Cześć ciotki

Czy Wam też czerwiec przelatuje przez palce?
U nas każdego dnia coś się dzieje i dobrze,bo szybciej nam zleci czas do wakacji w lipcu

Dziś zaliczyłyśmy kolejne warsztaty, tym razem z serii :'świadoma mama' z Pauliną Holtz.
Dygresyjnie dodam,że wygląda dużo ładniej niż w tv.
Znów były fotki dzieciaczków, wiec kolejna miła pamiątka z warsztatów.
Do tego miałam możliwość porozmawiać z dietetykiem o mojej rozszerzanej u Lili diecie.
Potwierdziło się to co myślałam i robią plus parę nowych info.
Np:
-fajnym rozwiązaniem jest zacząć od podawania przepiórczego jaja a potem duże z wolnego wybiegu,
-soki najlepiej "własnej roboty",ale i tak przede wszytskim woda,
-pierwsze mięsko to indyk lub cielęcinka,
-ryby tzw krótko żyjące typu pstrąg, łosoć, makrela,
-siateczki do memłania jedzenia,
-zupki gotowane bardziej na warzywach,a jeśli już to na 1 udku,zero kości i kostek rosołowych
i wiele innych.
Niby takie oczywiste,a jednak fajnie pogadać ze specjalista przy okazji takich spotkań

Pisałam już,że w KOŃCU zaczyna się dla mnie ten fajny czas z Lili?

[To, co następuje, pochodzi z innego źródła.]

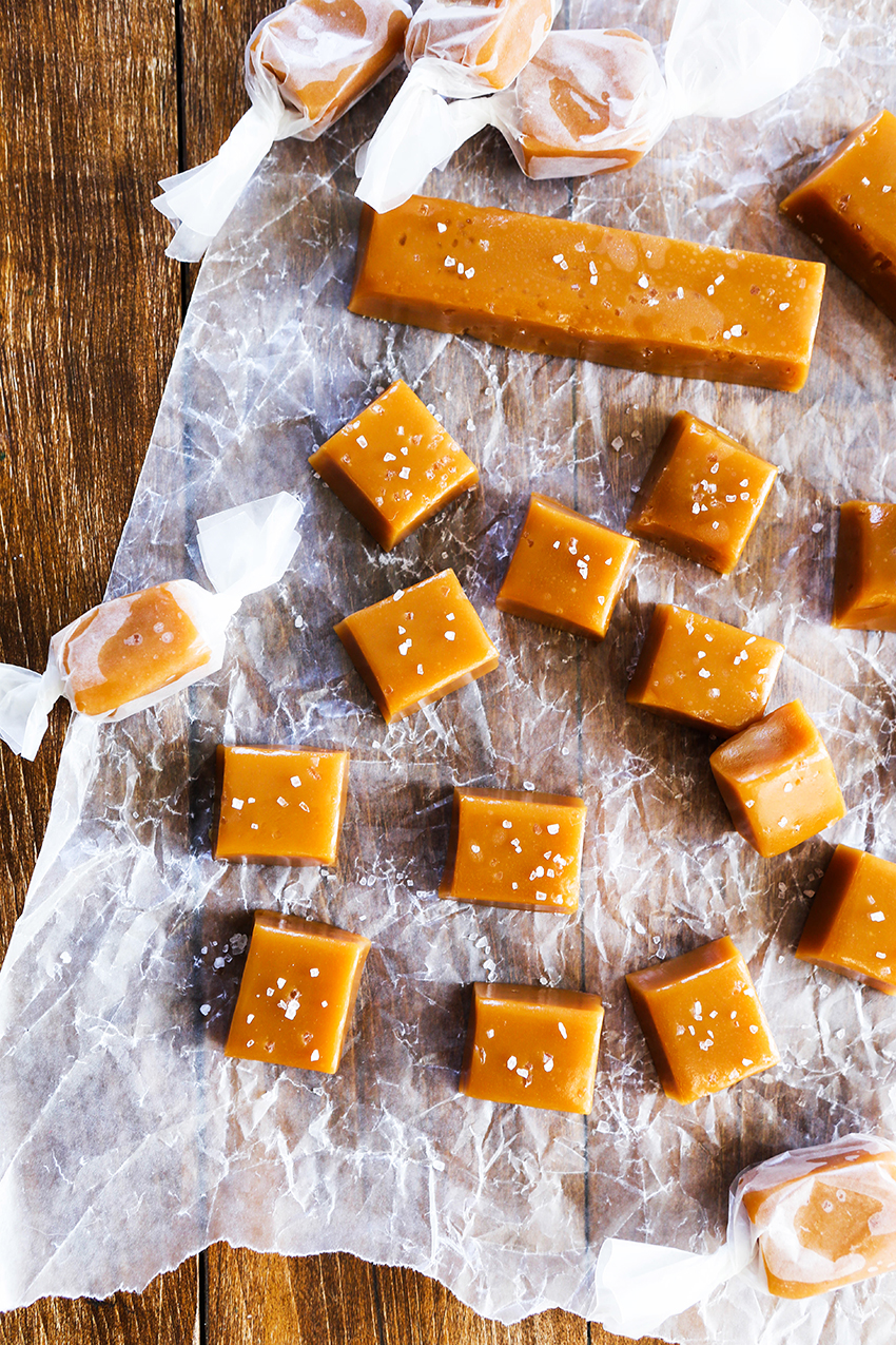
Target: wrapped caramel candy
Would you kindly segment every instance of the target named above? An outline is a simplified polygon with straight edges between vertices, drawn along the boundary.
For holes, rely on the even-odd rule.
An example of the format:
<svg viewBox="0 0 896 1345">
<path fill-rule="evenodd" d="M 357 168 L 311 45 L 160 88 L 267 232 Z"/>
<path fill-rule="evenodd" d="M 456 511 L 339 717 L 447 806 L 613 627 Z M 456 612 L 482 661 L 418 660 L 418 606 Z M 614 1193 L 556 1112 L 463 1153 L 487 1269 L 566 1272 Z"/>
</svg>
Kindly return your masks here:
<svg viewBox="0 0 896 1345">
<path fill-rule="evenodd" d="M 275 140 L 317 140 L 402 59 L 407 0 L 292 0 L 246 47 L 253 106 L 208 163 L 160 182 L 167 256 L 199 261 Z"/>
<path fill-rule="evenodd" d="M 431 3 L 449 8 L 446 0 Z M 408 63 L 411 47 L 415 55 L 426 51 L 423 65 L 435 48 L 431 39 L 412 40 L 429 4 L 408 30 Z M 528 35 L 528 23 L 523 28 Z M 815 67 L 819 51 L 821 27 L 802 0 L 727 0 L 724 5 L 680 0 L 665 79 L 650 44 L 626 28 L 549 34 L 520 66 L 516 83 L 494 82 L 502 91 L 489 98 L 477 97 L 492 91 L 482 87 L 488 82 L 482 74 L 466 74 L 463 82 L 449 78 L 445 56 L 446 69 L 412 66 L 359 155 L 357 195 L 379 211 L 400 206 L 419 191 L 427 174 L 443 167 L 486 125 L 505 136 L 529 178 L 627 168 L 673 120 L 740 117 L 780 97 Z"/>
<path fill-rule="evenodd" d="M 239 604 L 286 572 L 300 514 L 281 492 L 203 518 L 199 551 L 215 593 L 173 580 L 110 599 L 54 635 L 43 675 L 0 663 L 0 738 L 34 760 L 62 695 L 94 720 L 125 720 L 216 672 Z"/>
<path fill-rule="evenodd" d="M 731 1185 L 725 1241 L 708 1256 L 610 1237 L 596 1291 L 614 1332 L 668 1317 L 747 1275 L 776 1298 L 811 1298 L 896 1270 L 896 1146 L 876 1135 L 791 1149 Z"/>
</svg>

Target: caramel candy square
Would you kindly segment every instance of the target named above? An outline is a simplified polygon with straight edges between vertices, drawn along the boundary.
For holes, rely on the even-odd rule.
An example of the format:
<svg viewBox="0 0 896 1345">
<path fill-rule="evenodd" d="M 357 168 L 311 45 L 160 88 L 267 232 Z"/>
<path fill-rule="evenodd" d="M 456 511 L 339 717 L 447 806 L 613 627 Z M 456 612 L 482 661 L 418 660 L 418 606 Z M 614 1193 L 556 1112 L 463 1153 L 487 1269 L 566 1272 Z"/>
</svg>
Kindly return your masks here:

I tego się jak najbardziej trzymam.
Jest coraz fantastyczniej,bo ona jest cudowniejsza

Teraz np zamiast spać leży koło mnie i trenuje możliwości swojego głosu,tzn wydziera się

Dziś też zaczęła leżąc na brzuchu z podniesioną pupą energicznie ruszać się na wszystkie strony

Przy tym śmieje się wniebogłosy.
Uwielbiam jej męski głośny śmiech

Ostatnio dużo czasu przebywamy na działce i mam parę fotek z telefonu
Tak już Lili jest poważna panna


To jej nowa umiejętność,ale rzadko jej używa


Ulubiona zabawka gąsienica a szczególnie jej czułka.

Tylko jak je jest grzeczniutka i spokojniutka.